In “Harvesting the Twitter Streaming API to WARC files”, I described an approach for recording the Twitter Streaming API in WARC files using record segmentation. The motivation for using record segmentation was that it allowed splitting up a single call to the API — a call that might have a very long duration and involve a large amount of data — into multiple WARC records spread across multiple WARC files.

We just abandoned that approach. Here’s why:

  • There is no support for it in the web archiving toolset. This required that we customize warcprox (for capture) and the warc python library (for reading the WARCs). This conflicted with our goal of writing less code by borrowing existing tools from web archiving.
  • Playback was bothering me. Part of our technical approach for aligning social media archiving with web archiving is to load WARC files containing social media data into a wayback machine for the purpose of playback.

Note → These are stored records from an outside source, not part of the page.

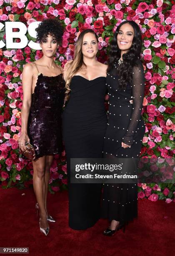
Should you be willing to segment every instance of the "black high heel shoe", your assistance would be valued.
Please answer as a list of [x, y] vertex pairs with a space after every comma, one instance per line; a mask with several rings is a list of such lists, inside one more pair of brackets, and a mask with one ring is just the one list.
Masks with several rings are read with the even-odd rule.
[[122, 228], [123, 228], [123, 233], [125, 231], [125, 226], [126, 224], [128, 225], [128, 221], [126, 222], [120, 222], [119, 224], [117, 226], [115, 230], [110, 229], [110, 228], [107, 228], [103, 232], [103, 234], [105, 236], [112, 236], [114, 235], [116, 231], [118, 231], [120, 229], [121, 229]]

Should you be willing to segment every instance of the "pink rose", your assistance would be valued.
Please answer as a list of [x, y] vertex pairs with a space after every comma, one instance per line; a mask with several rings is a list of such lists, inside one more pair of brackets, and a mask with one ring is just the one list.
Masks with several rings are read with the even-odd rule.
[[155, 145], [155, 143], [153, 141], [148, 141], [148, 144], [149, 145], [150, 148], [152, 148]]
[[172, 123], [171, 120], [168, 119], [166, 122], [166, 128], [167, 130], [171, 130], [173, 129], [174, 127], [174, 124]]
[[17, 180], [20, 180], [20, 179], [21, 179], [21, 177], [20, 175], [20, 174], [18, 174], [17, 175], [16, 175], [16, 177], [15, 177], [15, 179]]
[[157, 28], [153, 27], [151, 28], [150, 29], [150, 32], [151, 35], [152, 36], [154, 36], [154, 35], [155, 35], [157, 33]]
[[151, 104], [147, 106], [147, 112], [150, 114], [154, 114], [155, 112], [156, 107], [154, 105]]
[[148, 47], [149, 47], [151, 44], [151, 42], [150, 41], [150, 40], [144, 40], [144, 46], [145, 47], [148, 48]]
[[138, 198], [143, 198], [145, 195], [142, 191], [140, 191], [138, 193]]
[[138, 9], [140, 13], [142, 13], [148, 10], [148, 6], [145, 3], [140, 3]]
[[173, 89], [175, 87], [175, 84], [174, 83], [168, 83], [168, 84], [167, 85], [167, 89], [168, 90], [170, 90], [172, 89]]
[[155, 141], [156, 142], [160, 142], [162, 141], [162, 138], [160, 136], [158, 136], [155, 139]]
[[123, 13], [121, 11], [117, 11], [116, 12], [115, 18], [122, 20], [123, 18]]
[[10, 158], [7, 158], [6, 159], [6, 161], [5, 161], [5, 164], [8, 166], [11, 166], [12, 165], [12, 163], [13, 162], [12, 161], [12, 160]]
[[20, 9], [22, 9], [22, 8], [24, 8], [25, 5], [24, 3], [22, 2], [18, 2], [17, 6]]
[[151, 93], [154, 92], [154, 91], [156, 89], [155, 85], [151, 85], [150, 88], [150, 91]]
[[143, 140], [142, 141], [142, 143], [147, 143], [148, 140], [148, 137], [144, 136], [143, 138]]
[[163, 191], [163, 194], [165, 195], [165, 196], [167, 196], [168, 194], [170, 193], [170, 190], [168, 188], [168, 187], [165, 187], [165, 188]]
[[146, 80], [150, 80], [151, 78], [151, 73], [150, 72], [147, 72], [146, 73], [145, 77]]
[[159, 199], [159, 196], [157, 194], [152, 194], [148, 197], [148, 200], [150, 200], [152, 202], [156, 202]]
[[168, 90], [165, 90], [165, 97], [167, 99], [168, 99], [168, 98], [170, 98], [171, 96], [172, 96], [172, 92], [171, 92]]
[[0, 175], [3, 180], [5, 180], [9, 177], [9, 175], [6, 172], [1, 172]]
[[32, 2], [29, 2], [26, 7], [26, 9], [32, 10], [35, 8], [35, 4]]
[[172, 202], [172, 200], [170, 198], [167, 198], [165, 200], [165, 202], [167, 204], [170, 203], [171, 202]]
[[78, 7], [78, 12], [79, 13], [81, 13], [81, 14], [82, 14], [82, 15], [84, 15], [84, 14], [85, 14], [85, 13], [86, 13], [86, 8], [85, 6], [85, 5], [81, 5], [80, 6]]
[[157, 95], [155, 94], [155, 93], [153, 93], [151, 95], [151, 99], [154, 100], [157, 96]]
[[152, 56], [151, 55], [149, 54], [146, 54], [143, 57], [144, 60], [150, 61], [152, 59]]
[[104, 10], [103, 6], [101, 5], [96, 5], [95, 10], [97, 13], [102, 13]]
[[161, 44], [158, 41], [155, 41], [153, 44], [152, 44], [152, 46], [155, 47], [155, 48], [158, 48], [161, 46]]
[[159, 42], [161, 44], [166, 44], [167, 41], [167, 38], [164, 36], [161, 36], [159, 38]]

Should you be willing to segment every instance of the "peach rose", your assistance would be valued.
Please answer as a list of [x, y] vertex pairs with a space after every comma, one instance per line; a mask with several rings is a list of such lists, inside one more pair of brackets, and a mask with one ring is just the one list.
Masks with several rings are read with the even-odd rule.
[[25, 13], [24, 14], [24, 18], [26, 19], [26, 20], [29, 20], [32, 18], [32, 15], [31, 13]]
[[12, 66], [10, 65], [6, 65], [4, 69], [4, 72], [5, 73], [9, 73], [12, 71]]

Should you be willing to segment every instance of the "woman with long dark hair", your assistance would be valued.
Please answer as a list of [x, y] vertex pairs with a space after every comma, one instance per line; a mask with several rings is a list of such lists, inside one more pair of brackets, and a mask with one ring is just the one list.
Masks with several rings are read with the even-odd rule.
[[39, 210], [40, 230], [47, 236], [48, 222], [55, 222], [49, 214], [47, 205], [50, 166], [54, 154], [62, 149], [61, 118], [65, 82], [62, 69], [54, 58], [62, 41], [63, 28], [58, 20], [45, 20], [37, 32], [43, 55], [24, 67], [19, 144], [25, 150], [28, 141], [35, 148], [36, 157], [32, 164], [35, 207]]
[[[138, 158], [145, 131], [141, 117], [145, 79], [140, 60], [141, 31], [132, 21], [117, 27], [110, 44], [107, 84], [109, 94], [109, 119], [104, 157]], [[133, 106], [129, 104], [133, 97]], [[110, 224], [104, 234], [112, 236], [137, 217], [136, 184], [104, 184], [102, 216]]]
[[100, 184], [70, 182], [70, 159], [102, 158], [107, 119], [105, 107], [107, 65], [97, 61], [98, 38], [92, 29], [79, 35], [74, 59], [64, 76], [69, 100], [63, 115], [67, 154], [69, 223], [73, 229], [92, 226], [100, 218]]

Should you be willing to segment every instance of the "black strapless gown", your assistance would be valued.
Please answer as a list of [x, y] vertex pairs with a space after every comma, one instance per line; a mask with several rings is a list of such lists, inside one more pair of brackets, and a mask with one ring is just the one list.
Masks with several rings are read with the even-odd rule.
[[71, 158], [102, 158], [107, 118], [104, 104], [106, 78], [72, 78], [69, 102], [63, 114], [67, 159], [69, 224], [77, 230], [92, 226], [100, 218], [101, 184], [70, 182]]
[[61, 152], [61, 115], [65, 82], [61, 74], [47, 77], [39, 73], [32, 95], [28, 133], [36, 159]]
[[[132, 84], [123, 90], [119, 89], [118, 64], [107, 74], [109, 95], [108, 122], [104, 145], [105, 158], [138, 158], [145, 132], [141, 116], [145, 78], [142, 65], [138, 61], [133, 69]], [[133, 96], [133, 104], [129, 101]], [[132, 145], [124, 148], [121, 142]], [[138, 216], [136, 184], [104, 184], [102, 217], [111, 221], [125, 222]]]

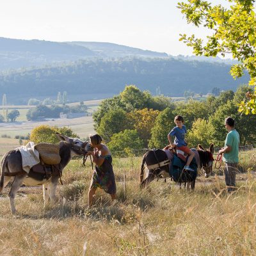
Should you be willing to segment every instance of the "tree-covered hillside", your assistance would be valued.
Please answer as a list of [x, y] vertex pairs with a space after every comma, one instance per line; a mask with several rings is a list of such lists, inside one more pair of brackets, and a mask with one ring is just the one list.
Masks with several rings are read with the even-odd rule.
[[[81, 60], [72, 64], [2, 72], [0, 94], [9, 102], [25, 103], [31, 97], [56, 97], [58, 92], [72, 95], [118, 93], [125, 84], [136, 84], [155, 94], [158, 88], [166, 96], [183, 96], [186, 90], [211, 92], [214, 87], [236, 90], [248, 76], [234, 81], [229, 65], [168, 59], [122, 58]], [[83, 100], [77, 96], [77, 101]]]

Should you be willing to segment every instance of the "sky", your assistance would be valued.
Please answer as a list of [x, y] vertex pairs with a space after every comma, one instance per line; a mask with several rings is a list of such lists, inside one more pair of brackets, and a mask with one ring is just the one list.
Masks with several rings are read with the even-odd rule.
[[192, 55], [192, 49], [179, 41], [179, 34], [204, 38], [209, 31], [187, 24], [177, 8], [179, 1], [0, 0], [0, 37], [105, 42], [173, 56]]

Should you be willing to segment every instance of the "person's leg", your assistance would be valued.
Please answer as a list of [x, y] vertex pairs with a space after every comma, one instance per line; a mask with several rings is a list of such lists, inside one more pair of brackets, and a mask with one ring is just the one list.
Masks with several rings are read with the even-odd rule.
[[110, 194], [110, 196], [111, 196], [112, 201], [116, 199], [116, 194]]
[[189, 156], [189, 157], [188, 157], [187, 163], [186, 163], [186, 166], [189, 166], [190, 163], [194, 158], [195, 153], [191, 149], [189, 149], [189, 151], [188, 150], [186, 153], [188, 154], [188, 155]]
[[235, 190], [237, 170], [237, 164], [236, 163], [225, 163], [225, 181], [229, 193]]
[[96, 193], [96, 188], [91, 188], [88, 192], [88, 205], [92, 206], [93, 203], [93, 197]]

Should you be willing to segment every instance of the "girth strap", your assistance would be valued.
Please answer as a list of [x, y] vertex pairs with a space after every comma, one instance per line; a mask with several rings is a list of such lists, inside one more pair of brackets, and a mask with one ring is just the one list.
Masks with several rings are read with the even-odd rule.
[[166, 159], [166, 160], [164, 160], [164, 161], [163, 161], [162, 162], [158, 163], [155, 164], [147, 165], [147, 168], [148, 170], [156, 169], [157, 168], [159, 168], [160, 167], [168, 165], [168, 164], [170, 164], [170, 159]]

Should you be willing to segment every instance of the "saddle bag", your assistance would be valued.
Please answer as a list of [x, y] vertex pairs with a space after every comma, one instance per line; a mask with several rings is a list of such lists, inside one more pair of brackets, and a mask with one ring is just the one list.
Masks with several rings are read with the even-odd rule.
[[175, 182], [191, 182], [196, 179], [197, 176], [197, 164], [195, 157], [190, 164], [190, 167], [194, 171], [184, 170], [185, 164], [186, 163], [179, 158], [177, 155], [173, 155], [169, 173]]
[[39, 143], [35, 146], [41, 159], [47, 164], [58, 164], [60, 163], [60, 146], [51, 143]]
[[42, 181], [49, 179], [53, 173], [52, 166], [41, 164], [34, 165], [29, 170], [28, 176], [36, 180]]

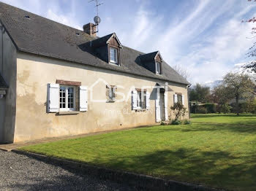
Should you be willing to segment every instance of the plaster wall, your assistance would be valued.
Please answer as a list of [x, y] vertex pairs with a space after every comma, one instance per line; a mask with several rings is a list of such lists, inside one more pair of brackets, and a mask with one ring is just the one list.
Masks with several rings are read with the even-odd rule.
[[0, 142], [10, 143], [13, 141], [15, 125], [17, 51], [5, 28], [0, 31], [0, 72], [9, 86], [0, 100]]
[[[89, 87], [88, 112], [72, 115], [46, 112], [47, 85], [56, 83], [56, 79], [81, 82], [83, 86]], [[95, 84], [97, 80], [98, 83]], [[92, 101], [91, 93], [94, 99], [106, 99], [106, 85], [104, 81], [110, 85], [123, 86], [124, 89], [118, 87], [117, 91], [124, 93], [126, 97], [128, 96], [127, 101]], [[148, 111], [132, 111], [131, 104], [132, 87], [154, 87], [156, 82], [165, 82], [19, 52], [17, 59], [17, 111], [14, 141], [157, 124], [155, 94], [151, 87], [147, 88], [151, 93], [151, 109]], [[91, 87], [94, 84], [95, 85]], [[173, 104], [175, 93], [182, 93], [185, 96], [185, 105], [188, 107], [185, 85], [170, 82], [169, 84], [173, 91], [168, 92], [168, 107]], [[122, 96], [117, 95], [116, 99], [121, 98]]]

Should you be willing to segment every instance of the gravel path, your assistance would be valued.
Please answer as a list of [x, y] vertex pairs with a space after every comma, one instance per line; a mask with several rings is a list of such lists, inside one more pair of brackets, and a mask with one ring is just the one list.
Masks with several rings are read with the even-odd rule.
[[0, 190], [135, 190], [0, 150]]

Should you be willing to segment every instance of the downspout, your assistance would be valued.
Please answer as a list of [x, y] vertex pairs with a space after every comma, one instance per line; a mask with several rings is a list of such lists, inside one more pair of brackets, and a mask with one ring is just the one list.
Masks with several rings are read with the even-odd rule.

However, a monster HTTP response seemed an ill fit and likely to require extensive customization of some wayback implementation.
  • Exports seemed potentially problematic as well. Exporting required reconstructing and reading through monster HTTP responses. This was particularly expensive for exports that were limited to the tweets within a time period.
  • It has become increasingly clear that data collected from the Twitter Streaming API MUST be considered a sample. Some of the existing reasons for this are rate limits in the Twitter Streaming API, inevitable network hiccups or similar operational ailments that will interrupt the stream, and the simple fact that the Twitter Streaming API is a “black box” whose exact operation is unknown (well, to us anyway). If the data collected must be considered a sample, then small interruptions in the harvest should be acceptable as long as they don’t introduce any sort of a sampling bias. Researchers requiring a complete dataset will probably want to purchase it from a data reseller like Gnip.

Given this, we’re trying a new approach: Harvest from the Twitter Streaming API for 30 minutes at a time. At the end of the 30 minutes, close the stream and start a new one. Each 30 minute segment is recorded in a single WARC response record in a single WARC file. The interruption in collecting is only a handful of seconds.

Twitter warns against connection churn: “Clients which break a connection and then reconnect frequently (to change query parameters, for example) run the risk of being rate limited.” However, we’re hoping that 30 minutes between reconnects is reasonable. We’re running tests now to verify.

The upside of this new approach is that each WARC response record is a more manageable size that should play well with existing web archiving tools and be more export friendly. Oh yeah – and I get to throw away a ton of code.